His recommendations would be a dramatic
and major change in how the board treats the positive decisions of
its reviewers. Over its nine-year history, the board has almost never
overridden positive findings by reviewers. Invariably they are
rubber-stamped with no discussion at public board meetings.
CIRM's directors are loathe to
substitute their judgment for reviewers for a variety of reasons. One
is that the board members do not see the actual applications – only
the same review summaries provided to the public. The identities of
the applicants are also withheld from directors prior to their vote
on applications. Board members have repeatedly said they do not have
sufficient information to reverse reviewer decisions. They also do
not want to offend reviewers. The board fears that they might abandon the task of reviewing applications for the agency if their decisions are not
supported by the board.
Trounson, who announced last fall he is
leaving the stem cell agency, offered no explanation for his move to
turn the longstanding board practice on its head. Nor did he discuss
why the genomics round should be limited to one award when the RFA
stipulated one or two.
He did not discuss the policy implications of
the state of California giving a $33 million leg-up to a
single consortium in a hot, fast-growing scientific and business
arena. He did not comment on the possibility that this consortium
would be less than welcoming to rival researchers.
He did not discuss
whether creation of this consortium was akin to creating an
organization like WARF that sets the rules and controls the playing
field on the use of important human embryonic stem cell lines, much
to the displeasure of many scientists, including Trounson himself.

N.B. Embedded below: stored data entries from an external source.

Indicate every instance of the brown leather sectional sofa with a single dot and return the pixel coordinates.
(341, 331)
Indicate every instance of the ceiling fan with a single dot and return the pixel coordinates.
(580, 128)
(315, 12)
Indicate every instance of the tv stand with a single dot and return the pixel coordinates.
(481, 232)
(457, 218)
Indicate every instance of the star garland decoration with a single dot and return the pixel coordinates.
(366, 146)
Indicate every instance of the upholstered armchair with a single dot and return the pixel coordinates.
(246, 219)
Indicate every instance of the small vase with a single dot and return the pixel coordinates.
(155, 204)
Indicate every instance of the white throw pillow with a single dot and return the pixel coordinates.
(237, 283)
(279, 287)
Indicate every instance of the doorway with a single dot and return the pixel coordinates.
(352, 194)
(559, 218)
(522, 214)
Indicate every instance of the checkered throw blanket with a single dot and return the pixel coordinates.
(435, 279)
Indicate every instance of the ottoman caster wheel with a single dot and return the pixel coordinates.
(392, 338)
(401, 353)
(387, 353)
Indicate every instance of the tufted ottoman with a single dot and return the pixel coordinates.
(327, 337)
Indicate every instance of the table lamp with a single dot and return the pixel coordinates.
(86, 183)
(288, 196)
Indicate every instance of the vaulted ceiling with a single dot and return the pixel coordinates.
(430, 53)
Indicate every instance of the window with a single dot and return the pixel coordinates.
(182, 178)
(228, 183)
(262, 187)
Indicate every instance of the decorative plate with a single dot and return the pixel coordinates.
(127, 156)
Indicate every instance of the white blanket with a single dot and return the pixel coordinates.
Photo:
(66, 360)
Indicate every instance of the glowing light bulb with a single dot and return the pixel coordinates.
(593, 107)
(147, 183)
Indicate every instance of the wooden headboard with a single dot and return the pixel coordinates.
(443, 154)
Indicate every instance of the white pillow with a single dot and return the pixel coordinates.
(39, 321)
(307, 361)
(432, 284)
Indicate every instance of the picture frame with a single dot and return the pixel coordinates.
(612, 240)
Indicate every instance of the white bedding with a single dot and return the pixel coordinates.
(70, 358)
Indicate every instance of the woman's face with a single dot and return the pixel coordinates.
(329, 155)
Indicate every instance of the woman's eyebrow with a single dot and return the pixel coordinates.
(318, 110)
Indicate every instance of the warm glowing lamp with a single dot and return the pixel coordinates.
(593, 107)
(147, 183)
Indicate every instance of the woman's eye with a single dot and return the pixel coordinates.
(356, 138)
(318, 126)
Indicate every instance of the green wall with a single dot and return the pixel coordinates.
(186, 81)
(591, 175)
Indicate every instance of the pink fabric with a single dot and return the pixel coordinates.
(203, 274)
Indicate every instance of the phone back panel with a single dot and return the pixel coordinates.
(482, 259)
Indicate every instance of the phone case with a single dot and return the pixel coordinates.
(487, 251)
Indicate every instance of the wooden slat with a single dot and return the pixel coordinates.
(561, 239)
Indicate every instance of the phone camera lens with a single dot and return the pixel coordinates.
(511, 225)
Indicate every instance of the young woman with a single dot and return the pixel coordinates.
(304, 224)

Nor did he even publicly disclose the amount of money that was
requested by researchers whose applications he would deny.
There may be good reasons for
Trounson's position. But he owes the board and the public more than a
cryptic decree sent forth from his post at 210 King Street in San
Francisco. Especially in light of the charges of unfairness, score manipulation and more leveled last week by rival researchers in the round.